Saturday, April 8, 2023

PAD Day 8 Extra: The Whirlwind

 Okay, I did it! Somehow I found time to do Maureen Thorson's prompt for NaPoWriMo, which is "20 Little Poetry Projects." That is,write a poem that responds to all 20 of the following prompts (in order, I presume):

1.  Begin the poem with a metaphor.

2. Say something specific but utterly preposterous.

3. Use at least one image for each of the five senses, either in succession or scattered randomly throughout the poem.

4. Use one example of synesthesia (mixing the senses).

5. Use the proper name of a person and the proper name of a place.

6. Contradict something you said earlier in the poem.

7. Change direction or digress from the last thing you said.

8. Use a word (slang?) you’ve never seen in a poem.

9. Use an example of false cause-effect logic.

10. Use a piece of talk you’ve actually heard (preferably in dialect and/or which you don’t understand).

11. Create a metaphor using the following construction: “The (adjective) (concrete noun) of (abstract noun) . . .”
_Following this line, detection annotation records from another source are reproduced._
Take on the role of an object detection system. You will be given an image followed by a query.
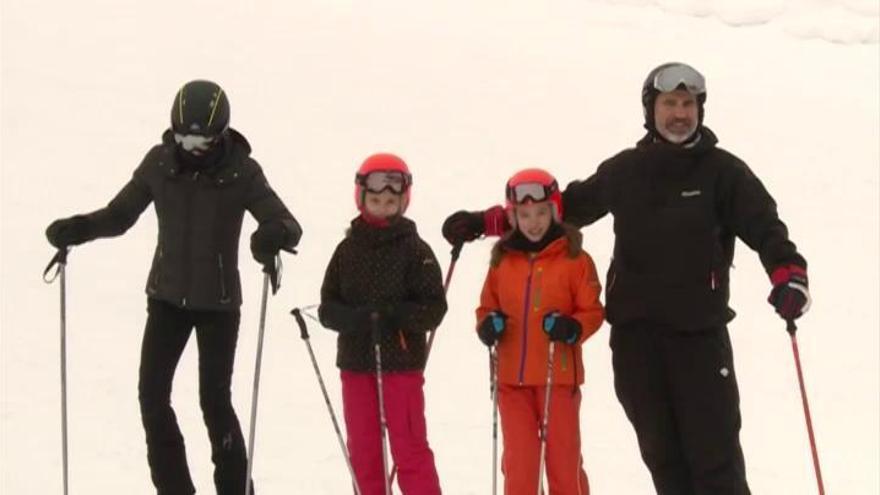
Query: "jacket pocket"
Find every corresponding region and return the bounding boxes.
[217,253,231,304]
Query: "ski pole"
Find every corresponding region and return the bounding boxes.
[786,320,825,495]
[370,312,391,495]
[290,308,361,495]
[391,243,464,482]
[43,247,68,495]
[537,340,556,495]
[489,344,498,495]
[420,244,464,366]
[244,269,271,495]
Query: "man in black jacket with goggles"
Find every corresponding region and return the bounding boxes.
[443,63,810,495]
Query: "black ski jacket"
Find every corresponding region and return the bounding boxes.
[87,129,301,310]
[318,217,446,371]
[562,127,806,331]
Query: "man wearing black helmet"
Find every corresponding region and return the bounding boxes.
[46,80,302,495]
[443,63,810,495]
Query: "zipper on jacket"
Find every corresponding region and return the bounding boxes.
[217,253,231,304]
[181,172,199,306]
[519,255,535,385]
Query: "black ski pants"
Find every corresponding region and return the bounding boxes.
[138,299,253,495]
[611,323,750,495]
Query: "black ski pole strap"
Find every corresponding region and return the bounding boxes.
[290,308,309,340]
[263,247,297,296]
[43,247,68,284]
[452,242,464,261]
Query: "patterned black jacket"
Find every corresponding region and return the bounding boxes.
[563,127,807,331]
[318,217,446,371]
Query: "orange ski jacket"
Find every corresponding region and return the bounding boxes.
[477,230,605,386]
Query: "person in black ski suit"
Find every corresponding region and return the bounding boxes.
[443,63,810,495]
[46,80,302,495]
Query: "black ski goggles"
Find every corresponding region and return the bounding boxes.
[507,181,559,204]
[355,170,412,194]
[652,64,706,95]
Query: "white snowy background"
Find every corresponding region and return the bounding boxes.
[0,0,880,495]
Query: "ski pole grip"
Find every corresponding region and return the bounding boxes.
[370,311,382,345]
[290,308,309,340]
[43,246,70,283]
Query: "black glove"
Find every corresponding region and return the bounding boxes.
[251,221,299,267]
[544,311,581,344]
[477,311,507,347]
[767,265,811,321]
[46,215,92,249]
[443,210,486,245]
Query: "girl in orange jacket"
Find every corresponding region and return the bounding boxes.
[477,169,605,495]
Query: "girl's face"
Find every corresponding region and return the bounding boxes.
[513,201,553,242]
[364,189,403,218]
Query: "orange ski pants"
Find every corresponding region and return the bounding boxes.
[498,384,590,495]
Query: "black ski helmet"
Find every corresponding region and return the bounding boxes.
[171,79,229,136]
[642,62,706,134]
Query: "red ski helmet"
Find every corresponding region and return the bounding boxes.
[354,153,412,215]
[504,168,562,225]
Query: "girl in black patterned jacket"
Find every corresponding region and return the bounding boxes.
[319,154,446,495]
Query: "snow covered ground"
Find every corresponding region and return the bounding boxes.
[0,0,880,495]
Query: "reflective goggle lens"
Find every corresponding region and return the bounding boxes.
[174,133,217,151]
[509,182,555,204]
[654,64,706,95]
[357,171,412,194]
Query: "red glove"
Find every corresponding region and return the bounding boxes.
[767,265,812,320]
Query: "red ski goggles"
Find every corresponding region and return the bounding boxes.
[507,181,559,204]
[174,132,217,152]
[652,64,706,95]
[355,170,412,194]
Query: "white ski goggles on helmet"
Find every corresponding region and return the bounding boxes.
[653,64,706,95]
[507,181,559,204]
[355,170,412,194]
[174,132,217,152]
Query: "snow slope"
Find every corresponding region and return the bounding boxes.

12. Use an image in such a way as to reverse its usual associative qualities.

13. Make the persona or character in the poem do something he or she could not do in “real life.”

14. Refer to yourself by nickname and in the third person.

15. Write in the future tense, such that part of the poem seems to be a prediction.

16. Modify a noun with an unlikely adjective.

17. Make a declarative assertion that sounds convincing but that finally makes no sense.

18. Use a phrase from a language other than English.

19. Make a non-human object say or do something human (personification).

20. Close the poem with a vivid image that makes no statement, but that “echoes” an image from earlier in the poem.


As I said earlier, it can be a fun prompt if you have the time to do it. I snuck away a few times today when I should have been house cleaning in preparation for the family Easter dinner  tomorrow, so that worked its way prominently into my poem. If only I had superpowers....


El Tornado
 
I am a Saturday morning cartoon.
I spring out of bed at seven a.m.
My feet blur into a circular swirl of speed,
and I take off with horizontal motion lines, a cloud of dust,
and a ricochet sound behind me.
 
It's Easter weekend and my wife is baking a yeasty bread.
Metal pans clatter in the kitchen. She is covered in flour.
Some of it rubs off on me when we kiss good morning.
She tastes like flour too. I hear the pastel morning outside,
but I feel red, as in fired up, action-loaded for a busy day,
Indiana Jones in Egypt.
 
Well, maybe I'm not quite ready.
I want to do the Times crossword.
What's an eight-letter word for "lazy?"
This puzzle is on fleek.
If I finish it in ten minutes, the world will be a better place.
My kids say "on fleek" but they also say , "Dad, you're not woke."
 
Well, I'm awake now. I'm the extra-large Red Bull of wakefulness.
My assignment  is housework, and I wield that filthy vacuum
like a deadly weapon, wet mop in my other hand,
and bounce off the walls like a Superball.
"El Tornado" will make this dump sparkle in no time!
Our guests will need sunglasses to visit!
House Beautiful will plead to put us on the cover!
I'm the Down-and-dirty Cleaner!
This place will be so polished it will never be soiled again!
I am the Luchador of Housekeeping!
Dust bunnies beg me for mercy!
 
But my fatal error is to peak too soon.
Steam escapes from my ears, and I hit the wall, flattened
like Wile E. Coyote on that painted-on tunnel.
 


2 comments:

Vince Gotera said...

Bruce, dude! Wow. Great poem. I didn't have the energy to take on the 20 poetry projects, so I "went rogue."

Manja Mexi said...

Highly effective, wrangling it all - the prompt and the chores - this tight.